A new documentary coming to movie theaters in 2018 will hopefully bring at least a miniature revival of the memory of Fred Rogers, who was unique in the history of television.
The documentary, “Won’t You Be My Neighbor?,” is due to be released June 8. It gets its title from the famous question Rogers posed in the opening song he sang on “Mister Rogers’ Neighborhood.”
The documentary is about Rogers, but indications are it will also explore more general themes related to the question in the documentary’s title.
“Fred Rogers spent 50 years on children’s television beseeching us to love and to allow ourselves to be loved,” reads a description of the documentary on the Web site of Impact Partners, one of the film’s production partners.
“With television as his pulpit, he helped transform the very concept of childhood,” the description asserts. “He used puppets and play to explore the most complicated issues of the day -- race, disability, equality and tragedy. He spoke directly to children and they responded by forging a lifelong bond with him -- by the millions. And yet today his impact is unclear. ‘Won’t You Be My Neighbor?’ explores the question of whether or not we have lived up to Fred’s ideal.
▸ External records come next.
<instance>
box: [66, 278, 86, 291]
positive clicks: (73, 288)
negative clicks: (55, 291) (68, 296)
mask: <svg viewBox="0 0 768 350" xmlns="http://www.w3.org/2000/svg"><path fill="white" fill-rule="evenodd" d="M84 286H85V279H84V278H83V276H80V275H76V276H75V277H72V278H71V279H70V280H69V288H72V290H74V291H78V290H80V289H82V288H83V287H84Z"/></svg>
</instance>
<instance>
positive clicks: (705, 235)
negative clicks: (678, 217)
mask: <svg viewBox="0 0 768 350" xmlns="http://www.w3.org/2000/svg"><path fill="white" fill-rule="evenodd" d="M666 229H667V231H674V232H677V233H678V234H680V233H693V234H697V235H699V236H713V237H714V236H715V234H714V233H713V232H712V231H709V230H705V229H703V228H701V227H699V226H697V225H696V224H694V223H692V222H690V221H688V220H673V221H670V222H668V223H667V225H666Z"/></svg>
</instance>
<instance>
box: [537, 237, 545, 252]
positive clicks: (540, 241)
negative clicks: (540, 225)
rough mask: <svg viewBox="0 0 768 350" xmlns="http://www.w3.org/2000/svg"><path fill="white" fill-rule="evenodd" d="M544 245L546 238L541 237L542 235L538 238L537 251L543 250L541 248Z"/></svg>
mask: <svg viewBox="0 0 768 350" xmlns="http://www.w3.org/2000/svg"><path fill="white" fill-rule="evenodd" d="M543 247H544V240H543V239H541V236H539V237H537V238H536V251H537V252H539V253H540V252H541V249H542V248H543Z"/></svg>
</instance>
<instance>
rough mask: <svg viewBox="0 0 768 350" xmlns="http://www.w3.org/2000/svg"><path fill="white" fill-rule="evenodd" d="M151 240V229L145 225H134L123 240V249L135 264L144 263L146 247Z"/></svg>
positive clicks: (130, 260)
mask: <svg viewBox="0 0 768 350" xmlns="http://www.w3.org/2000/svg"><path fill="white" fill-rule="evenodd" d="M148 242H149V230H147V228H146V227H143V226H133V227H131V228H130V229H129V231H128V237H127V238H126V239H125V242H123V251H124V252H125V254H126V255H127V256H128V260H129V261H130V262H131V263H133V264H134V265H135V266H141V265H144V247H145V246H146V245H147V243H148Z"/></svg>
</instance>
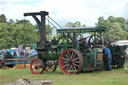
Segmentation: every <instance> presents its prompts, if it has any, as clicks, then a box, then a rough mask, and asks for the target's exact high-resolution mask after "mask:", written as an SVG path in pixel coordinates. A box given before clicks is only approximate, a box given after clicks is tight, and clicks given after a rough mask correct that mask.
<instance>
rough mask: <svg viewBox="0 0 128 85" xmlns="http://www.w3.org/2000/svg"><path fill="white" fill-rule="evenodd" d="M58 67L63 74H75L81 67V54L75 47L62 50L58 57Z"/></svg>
mask: <svg viewBox="0 0 128 85" xmlns="http://www.w3.org/2000/svg"><path fill="white" fill-rule="evenodd" d="M59 67H60V69H61V71H62V72H63V73H64V74H76V73H79V72H80V71H81V70H82V68H83V56H82V55H81V53H80V52H78V51H77V50H75V49H67V50H64V51H63V52H62V53H61V55H60V57H59Z"/></svg>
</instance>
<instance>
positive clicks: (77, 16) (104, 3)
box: [0, 0, 128, 26]
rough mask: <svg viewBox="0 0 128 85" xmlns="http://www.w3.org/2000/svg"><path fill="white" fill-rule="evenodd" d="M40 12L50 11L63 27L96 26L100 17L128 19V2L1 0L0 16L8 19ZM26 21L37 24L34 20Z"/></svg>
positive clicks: (44, 0) (85, 0)
mask: <svg viewBox="0 0 128 85" xmlns="http://www.w3.org/2000/svg"><path fill="white" fill-rule="evenodd" d="M39 11H48V12H49V16H50V17H52V18H53V19H54V20H55V21H56V22H58V23H59V24H60V25H61V26H63V25H65V23H66V22H69V21H70V22H75V21H80V22H81V24H86V26H95V23H96V22H97V19H98V18H99V17H100V16H103V17H104V18H105V19H106V18H108V17H109V16H114V17H124V18H125V19H128V14H127V13H128V0H0V14H5V15H6V17H7V18H8V19H14V20H16V19H18V20H20V19H24V16H23V13H25V12H39ZM25 19H29V20H30V21H31V22H32V23H33V24H35V21H34V20H33V18H31V17H25Z"/></svg>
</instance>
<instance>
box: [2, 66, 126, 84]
mask: <svg viewBox="0 0 128 85" xmlns="http://www.w3.org/2000/svg"><path fill="white" fill-rule="evenodd" d="M19 78H27V79H29V80H42V79H43V80H52V81H53V84H54V85H128V71H126V70H124V69H123V68H122V69H114V70H112V71H98V72H88V73H80V74H77V75H64V74H62V73H61V71H60V70H59V68H58V69H57V71H56V72H49V73H47V72H44V73H43V74H41V75H33V74H32V73H31V72H30V70H29V69H0V85H4V84H5V83H8V82H12V81H15V80H16V79H19Z"/></svg>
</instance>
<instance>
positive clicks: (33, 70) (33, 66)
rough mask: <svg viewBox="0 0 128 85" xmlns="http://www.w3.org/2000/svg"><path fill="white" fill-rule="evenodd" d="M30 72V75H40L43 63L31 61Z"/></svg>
mask: <svg viewBox="0 0 128 85" xmlns="http://www.w3.org/2000/svg"><path fill="white" fill-rule="evenodd" d="M30 70H31V72H32V74H42V73H43V71H44V63H43V62H42V61H41V60H40V59H34V60H32V61H31V64H30Z"/></svg>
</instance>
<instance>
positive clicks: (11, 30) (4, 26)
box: [0, 19, 53, 49]
mask: <svg viewBox="0 0 128 85" xmlns="http://www.w3.org/2000/svg"><path fill="white" fill-rule="evenodd" d="M47 28H48V29H47ZM52 29H53V28H52V27H51V26H50V25H49V26H48V25H46V34H47V36H48V39H51V38H52ZM39 40H40V35H39V32H38V30H37V26H36V25H35V26H34V25H33V24H31V23H30V21H29V20H16V22H14V21H13V20H12V19H10V20H9V22H3V21H2V22H0V49H8V48H12V47H18V46H19V45H23V44H24V45H25V44H34V43H36V42H37V41H39Z"/></svg>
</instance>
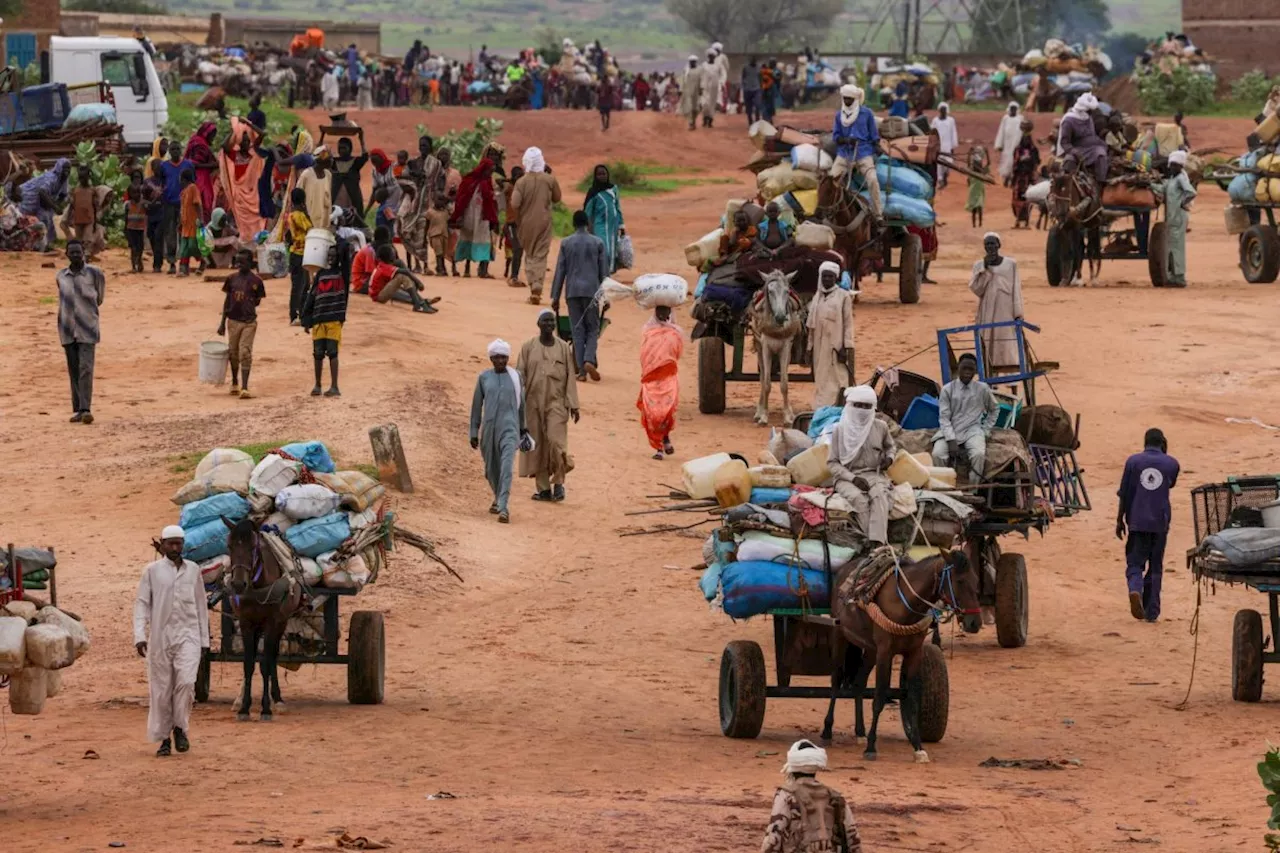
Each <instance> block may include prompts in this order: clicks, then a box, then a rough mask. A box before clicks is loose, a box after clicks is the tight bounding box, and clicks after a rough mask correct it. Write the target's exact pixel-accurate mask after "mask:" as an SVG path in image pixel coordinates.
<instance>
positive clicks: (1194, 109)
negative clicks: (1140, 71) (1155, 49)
mask: <svg viewBox="0 0 1280 853" xmlns="http://www.w3.org/2000/svg"><path fill="white" fill-rule="evenodd" d="M1215 88H1216V83H1215V79H1213V78H1212V77H1206V76H1203V74H1197V73H1194V72H1192V70H1190V69H1189V68H1184V67H1181V65H1179V67H1178V68H1175V69H1174V70H1172V72H1171V73H1169V74H1164V73H1158V72H1157V73H1153V74H1144V76H1142V77H1139V78H1138V100H1139V101H1140V102H1142V111H1143V113H1146V114H1147V115H1161V114H1170V113H1196V111H1197V110H1203V109H1206V108H1208V106H1212V104H1213V95H1215Z"/></svg>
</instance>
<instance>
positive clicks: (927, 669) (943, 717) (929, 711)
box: [920, 643, 951, 743]
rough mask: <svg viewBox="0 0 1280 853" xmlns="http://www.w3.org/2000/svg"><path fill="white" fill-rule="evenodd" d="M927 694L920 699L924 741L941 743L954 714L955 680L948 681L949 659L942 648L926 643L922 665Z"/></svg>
mask: <svg viewBox="0 0 1280 853" xmlns="http://www.w3.org/2000/svg"><path fill="white" fill-rule="evenodd" d="M920 675H922V676H923V678H924V694H923V695H922V697H920V740H923V742H924V743H938V742H940V740H942V738H943V736H945V735H946V734H947V716H948V715H950V711H951V680H950V679H948V678H947V658H946V654H943V653H942V648H941V647H938V646H934V644H933V643H925V644H924V660H923V661H922V662H920Z"/></svg>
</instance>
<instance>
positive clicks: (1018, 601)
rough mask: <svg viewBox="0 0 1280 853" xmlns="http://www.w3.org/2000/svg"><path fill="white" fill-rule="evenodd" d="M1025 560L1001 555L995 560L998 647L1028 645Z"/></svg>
mask: <svg viewBox="0 0 1280 853" xmlns="http://www.w3.org/2000/svg"><path fill="white" fill-rule="evenodd" d="M1029 599H1030V596H1029V590H1028V588H1027V558H1025V557H1023V555H1020V553H1002V555H1000V560H997V561H996V640H997V642H998V643H1000V646H1001V648H1021V647H1023V646H1027V620H1028V611H1029V610H1030V607H1029V606H1028V605H1029Z"/></svg>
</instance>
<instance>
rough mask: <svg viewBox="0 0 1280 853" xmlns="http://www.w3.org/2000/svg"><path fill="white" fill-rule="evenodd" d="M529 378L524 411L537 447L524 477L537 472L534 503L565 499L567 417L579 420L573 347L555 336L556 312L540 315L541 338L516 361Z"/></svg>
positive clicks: (567, 439)
mask: <svg viewBox="0 0 1280 853" xmlns="http://www.w3.org/2000/svg"><path fill="white" fill-rule="evenodd" d="M516 366H517V368H518V369H520V375H521V378H522V379H524V382H525V396H526V402H525V415H526V416H527V419H529V421H527V427H529V434H530V435H531V437H532V439H534V450H531V451H529V452H527V453H522V455H521V457H520V475H521V476H532V478H534V480H535V483H536V485H538V491H536V492H535V493H534V500H535V501H557V502H558V501H563V500H564V475H566V474H568V473H570V471H572V470H573V457H572V456H570V453H568V420H570V418H572V419H573V423H575V424H576V423H577V420H579V406H577V383H575V382H573V373H575V371H573V348H572V347H571V346H570V345H567V343H564V342H563V341H561V339H559V337H557V336H556V311H552V310H550V309H543V310H541V313H539V315H538V337H536V338H531V339H529V341H527V342H525V346H524V347H521V350H520V361H518V362H517V364H516Z"/></svg>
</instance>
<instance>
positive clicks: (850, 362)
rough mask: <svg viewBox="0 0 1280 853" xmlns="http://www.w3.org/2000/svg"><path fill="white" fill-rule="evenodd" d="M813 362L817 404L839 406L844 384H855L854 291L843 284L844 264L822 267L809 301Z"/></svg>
mask: <svg viewBox="0 0 1280 853" xmlns="http://www.w3.org/2000/svg"><path fill="white" fill-rule="evenodd" d="M808 328H809V364H812V365H813V407H814V410H815V411H817V410H818V409H819V407H822V406H838V405H841V401H840V400H837V397H838V396H840V389H841V388H847V387H850V386H852V384H854V295H852V293H850V292H849V291H846V289H844V288H841V287H840V265H838V264H836V263H835V261H824V263H823V264H822V266H819V268H818V292H817V293H815V295H814V297H813V301H812V302H809V320H808Z"/></svg>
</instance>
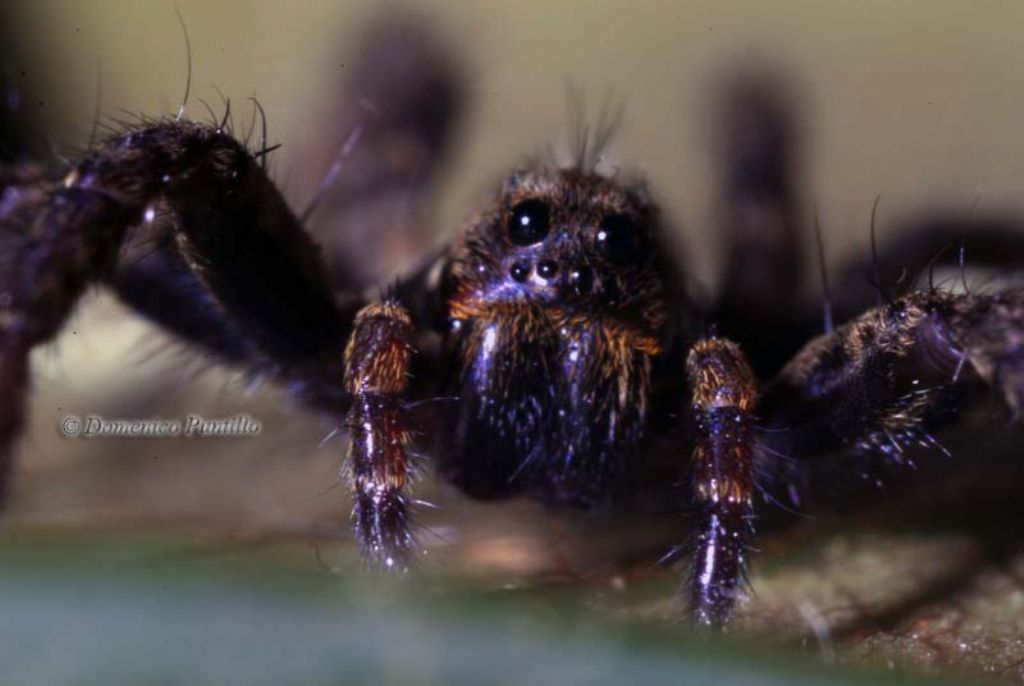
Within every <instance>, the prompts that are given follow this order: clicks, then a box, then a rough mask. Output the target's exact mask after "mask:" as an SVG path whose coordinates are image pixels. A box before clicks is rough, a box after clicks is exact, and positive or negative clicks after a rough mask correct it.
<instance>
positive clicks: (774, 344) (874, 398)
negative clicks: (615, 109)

Are we all good neighbors?”
The documentary’s director is Morgan Neville, who won an Oscar for his 2013 documentary, “20 Feet from Stardom,” about the lives of backup singers who support music stars onstage.
Fred Rogers is a great subject for a documentary: a man whose fame was widespread due to the length and consistency of his career (“Mister Rogers’ Neighborhood” premiered nationally in the U.S. in 1968).
For all the years that his show was on PBS, he never wavered from the role of the soft-spoken neighbor, who arrived home at the beginning of every episode and invited everyone in his audience to be his neighbor.
The show ceased production in 2001, and he died in 2003. That might not seem like very long ago, but it sometimes feels as if Rogers has been largely forgotten in the intervening 14 years -- a period when the landscape of television and media moved far afield from the ideals he represented.
Compared to just about everybody else I have ever encountered in the TV business in more than 35 years of writing about it, Fred Rogers was like an alien being.
I once wrote of him, following an interview he gave in August 2001 to John Donvan on ABC’s “Nightline,” that “his statements about television and its capabilities and promise, its potential to ‘nourish the human family’ [his words] were so rare and unusual that they may as well have been uttered by a Martian who’d just arrived with no understanding of the planet earth.”
Here’s part of what he said on “Nightline” that night: “Those of us who are the producers and purveyors of television are servants of the people. And if those who sponsor programs and those who sit on boards of directors of [companies] that own networks, if they would simply watch what’s on their air and say to themselves, ‘Do I want my family watching this?’ I think that the ... climate would change and the landscape of television could be what it’s meant to be, and that is a landscape of nourishment for the human family.”
Elsewhere in the “Nightline” interview, Mister Rogers referred to the space between a TV screen and a child as “holy ground.” He believed that TV was “a holy enterprise” capable of performing miracles. Far from expressing cynicism about television, this highly educated, ordained minister regarded television as “a mysterious wonder.”
“Today his impact is unclear,” suggests the promotional copy about the Fred Rogers documentary. It’s an interesting hypothesis, and I look forward to seeing how it is explored in the film.
“A landscape of nourishment for the human family”? We shouldn't hold our breath waiting for that to happen. However, we can still thank heaven we once had a TV personality like Fred Rogers in our midst -- someone who was courageous enough to pose the challenge anyway.